Place cubed meat in a large stock pot. Add water to cover 1” over the meat. Bring to a boil and skim off scum, then reduce heat to med-low and place the Paquette on top of the stewing meat. Cook about 30 mins, then prepare vegetables.
In a skillet, sauté garlic in olive oil until just fragrant. Add onion and green pepper and sauté about 10 mins. Add tomatoes, Salt, Pepper, Oregano, Sazon and cook 5 mins more. Add vegetable mixture and Guandu to the stewing meat in the stock pot. Cook about 30 mins more.

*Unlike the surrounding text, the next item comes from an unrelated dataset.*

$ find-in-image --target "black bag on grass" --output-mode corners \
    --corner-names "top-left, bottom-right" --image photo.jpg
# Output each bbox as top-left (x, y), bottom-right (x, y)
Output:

Discard the Paquette, then add the rice and yuca to the stock pot. Bring to boil for a moment, then reduce again to med-low and cook another 30 mins, stirring often & scrapping bottom to prevent sticking and burning. If yuca is not tender, cook a little longer adding water as needed. As the yuca & rice absorb the water, the stew will become very thick. Serve in soup bowls.
Notes
Pairs well w/ Patacones & Tabasco or hot sauce of choice!
This recipe is traditionally made with frijolitos, little red beans and not Guandu. These beans are not always readily available. Replace Guandu with 1 Lb dry frijolitos soaked over night and drained. Add in to the stock pot in the first step.